|Splinter Cell -- it's about to get subtle up in here.|
Tom Clancy's Splinter Cell is about a dude who is so fucking subtle that he makes the highly-trained, low-profile operatives of Rainbow Six look like drunk cowboys with six-shooters. His name is Sam Fisher, and he is stealthy from the moment he wakes up to the moment he goes to sleep. And we're not sure if he ever sleeps.
Splinter Cell is about an international crisis sparked by a coup in the Russian border state of Georgia, and the new head of state's nefarious plans. Figuring out what this shady figure wants and defusing the plot before something awful happens is going to take an operative who is so subtle that when he makes a joke, you don't laugh at it until days later. So sneaky that he makes the best cat burglar in the world look like a loud trombonist in a shitty high school marching band. So awesome that he's voiced by Michael Ironside.
Sam Fisher is the perfect man for the job, and sneaking a mile in his shoes teaches us many things about life, love and silent takedowns.
1.) Sometimes it's not as simple as good vs. bad.
|Splinter Cell is all about teamwork. PSYCH|
In Splinter Cell, while we can't remember tapping any domestic phone lines in our play-through, we're pretty sure that protagonist Sam Fisher works for the NSA. And as such, you work in concert with the CIA, FBI, ATF, DOJ, OHS, DOD and probably the MLB when possible (Sam Fisher's morale goes way up when he can get the playoffs wired directly into his ear while snapping necks in Eastern Europe). In this age of complex intelligence agencies, it's all about sharing resources and information, right?
On the contrary, Splinter Cell emphasizes that interdepartmental cooperation doesn't always occur. Throughout the game the CIA is less than forthcoming with Sam Fisher and his boss Lambert, and so the NSA is sometimes left to put together crucial pieces of intelligence themselves. At one point, Fisher barely escapes an oil rig when NATO bombs the place. They're all on the same side, but damned if they'll actually talk to each other.
2.) Even dedicated bad guys are people too.
|Hey! I was talking about ordering a pizza with Nikolai!|
One of the perks of being essentially a ghost is that you can listen in on private conversations. Sam Fisher overhears the conversations of many terrorists throughout his missions, and it actually humanizes them a little bit.
For instance, several Georgian guards who will try to kill you on sight and are standing in the way of your objective can be heard chatting about the mess their guard dogs are making:
"Why don't you clean up after your dog?"
"Get that spotlight out of my eyes, you filthy sniper."
This little interaction about a guard dog taking a dump makes us realize that these guys are people too, with their own petty squabbles and pet peeves. It makes us feel moderately bad about having to crack their skulls open.
3.) Becoming a master of your profession allows you access to certain tricks of the trade.

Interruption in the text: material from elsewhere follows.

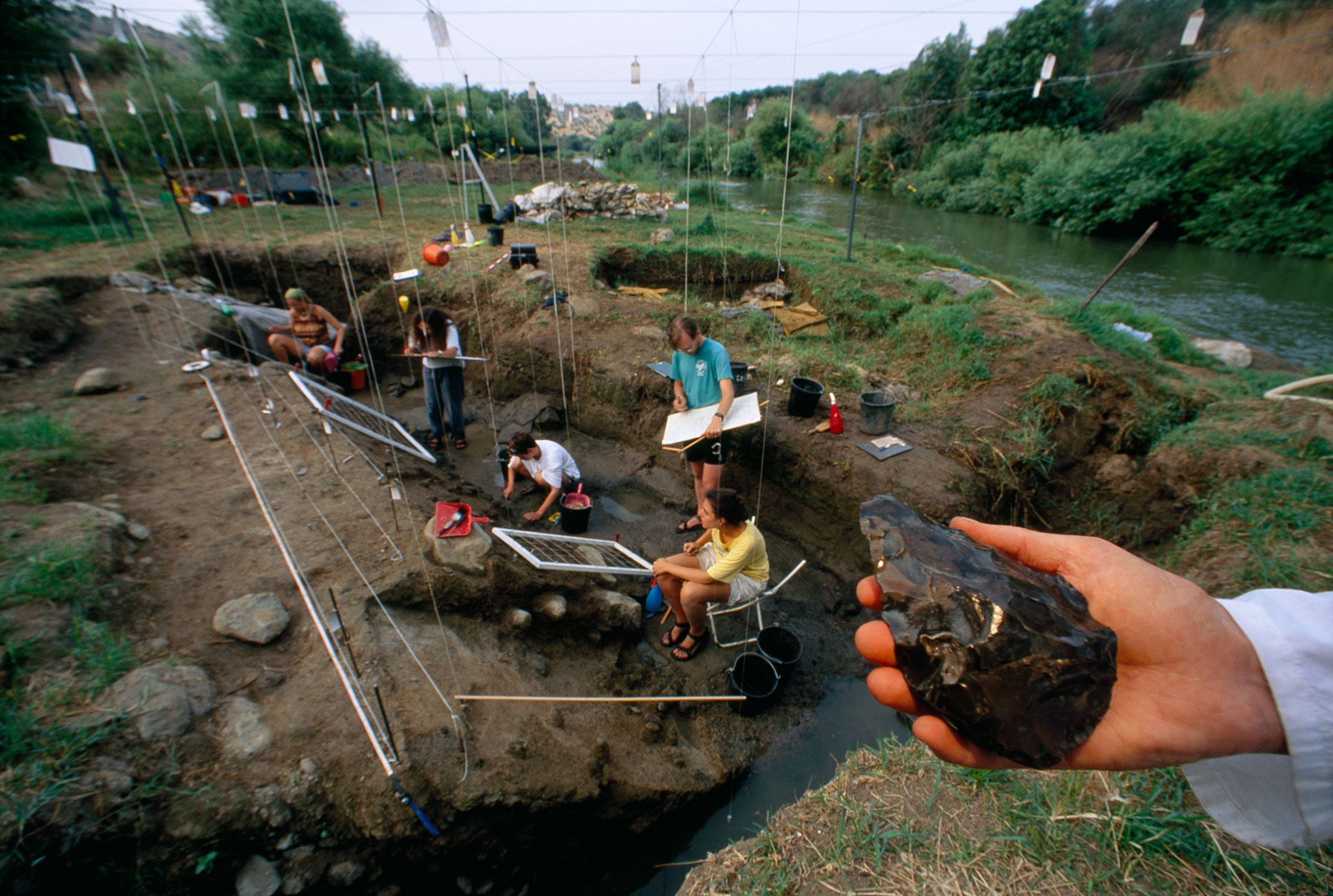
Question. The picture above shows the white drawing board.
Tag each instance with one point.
(691, 424)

|All those years of ballet training pay off every day for Sam Fisher.|
Sam Fisher's moves are impressive. He's got the pretty standard stuff like somersaults and ladder-slides, but he's also got less conventional attacks like his patented choke-hold-plus-palm-in-your-face move.
The best, though, is when you maneuver Fisher into place directly above a guard and he, with a takedown that should be messy and inefficient, manages to actually silently neutralize the enemy with what is pretty much a glorified Mario move. You just jumped on their head. But somehow, it works. Must be all that NSA training at work.
4.) Courage doesn't always win glory.
|Sam Fisher knows that the president is full of shit.|
At the end of Splinter Cell, after Fisher has assassinated a score of enemies of state and zip-lined down a multitude of dark alleyways, he finally gets a chance to sit back and watch the President of the United States give a speech honoring the efforts of those like him. The president promises that the actions of those who risked their lives for the safety of the US would never be forgotten.
And Fisher laughs, something, according to his daughter, that he hasn't done since the Reagan administration (ah, those happy, carefree days! Sam Fisher longs for Morning in America again, apparently).
It's because Fisher knows that he won't be remembered. He has no glory to lay claim to. No one will ever know his name. Sometimes that's the way history works.
5.) Unlikely people can become fashion icons.
|I AM BECOME THREE EYES, DESTROYER OF LAMENESS|
After playing Splinter Cell, we all wondered how we could get the three-eyed headgear. Hell, if I could find it I'd wear it to my office job every day. It's too cool not to.